Bank of Ireland has announced losses of almost 1bn euros (£895m) for the six months to the end of September.
The bank has said that the total value of loans that it thinks might not be repaid will be 6.9bn euros (£6.1bn) for the period to April 2011.
It has warned the Irish government that it may require another infusion of taxpayers' capital.
The bank has 44 branches in Northern Ireland and runs a financial services joint venture with the UK Post Office.
It said the past six months had been "difficult" and gave a very cautious appraisal of future economic prospects, saying there were "some indications of a slow-down in the pace of economic decline in the UK and to some extent in Ireland."
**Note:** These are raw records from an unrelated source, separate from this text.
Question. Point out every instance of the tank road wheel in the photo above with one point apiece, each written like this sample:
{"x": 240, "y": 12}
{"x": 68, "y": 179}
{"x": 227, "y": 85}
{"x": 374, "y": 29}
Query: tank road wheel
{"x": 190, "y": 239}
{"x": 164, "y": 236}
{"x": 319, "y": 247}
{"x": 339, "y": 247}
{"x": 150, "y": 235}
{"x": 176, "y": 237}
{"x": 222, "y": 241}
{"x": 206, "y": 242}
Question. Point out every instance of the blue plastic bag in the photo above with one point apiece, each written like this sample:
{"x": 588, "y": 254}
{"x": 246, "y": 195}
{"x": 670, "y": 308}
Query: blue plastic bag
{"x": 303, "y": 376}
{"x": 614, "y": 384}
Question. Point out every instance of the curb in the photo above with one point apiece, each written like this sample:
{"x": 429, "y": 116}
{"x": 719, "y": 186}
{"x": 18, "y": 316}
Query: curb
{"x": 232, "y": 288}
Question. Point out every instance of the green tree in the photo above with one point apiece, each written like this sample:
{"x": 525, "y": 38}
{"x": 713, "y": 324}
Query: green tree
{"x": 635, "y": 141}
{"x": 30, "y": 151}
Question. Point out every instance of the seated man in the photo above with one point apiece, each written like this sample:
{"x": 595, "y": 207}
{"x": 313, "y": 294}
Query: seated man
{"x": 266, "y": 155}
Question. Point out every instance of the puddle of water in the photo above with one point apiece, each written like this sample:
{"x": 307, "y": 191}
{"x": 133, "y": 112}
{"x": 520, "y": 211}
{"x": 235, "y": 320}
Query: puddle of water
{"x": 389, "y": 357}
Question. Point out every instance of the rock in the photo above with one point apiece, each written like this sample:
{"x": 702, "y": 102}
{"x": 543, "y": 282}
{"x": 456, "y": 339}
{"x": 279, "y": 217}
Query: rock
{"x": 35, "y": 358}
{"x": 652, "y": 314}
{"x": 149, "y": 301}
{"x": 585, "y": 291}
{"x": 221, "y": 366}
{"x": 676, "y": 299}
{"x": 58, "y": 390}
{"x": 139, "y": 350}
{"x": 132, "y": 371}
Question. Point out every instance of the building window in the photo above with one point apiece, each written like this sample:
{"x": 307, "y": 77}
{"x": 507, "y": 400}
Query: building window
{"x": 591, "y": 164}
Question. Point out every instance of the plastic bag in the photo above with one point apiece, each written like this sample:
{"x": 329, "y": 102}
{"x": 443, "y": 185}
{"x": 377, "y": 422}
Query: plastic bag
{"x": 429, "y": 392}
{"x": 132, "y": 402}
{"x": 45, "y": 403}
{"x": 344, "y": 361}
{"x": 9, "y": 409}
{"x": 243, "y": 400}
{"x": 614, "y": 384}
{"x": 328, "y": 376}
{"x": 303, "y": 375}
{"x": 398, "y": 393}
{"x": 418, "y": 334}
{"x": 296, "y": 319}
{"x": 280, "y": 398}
The bank's UK division posted a operating profit of £163m but that became a £203m loss when impaired loan charges were taken into account.
The bank said it remained committed to the UK market and will continue its partnership with the Post Office.
Uncertainties
In September, Ireland's Minister for Finance Brian Lenihan said around 16bn euros worth of Bank of Ireland loans would be transferred into Nama, the country's "bad bank" which is intended to remove toxic property loans from lenders' balance sheets.
However the bank said on Wednesday that significant uncertainties exist surrounding the specific amount of loans being transferred, when they will be transferred and the price that will be paid for those loans.
In a rescue plan for its economy, the Irish government has already pumped seven billion euros into its top two lenders, with Allied Irish Bank and Bank of Ireland each getting 3.5bn euros in state cash.
Ireland's banking sector has been badly hit by the international financial turmoil, the collapse of a domestic property bubble and a deep recession in the former "Celtic Tiger" economy.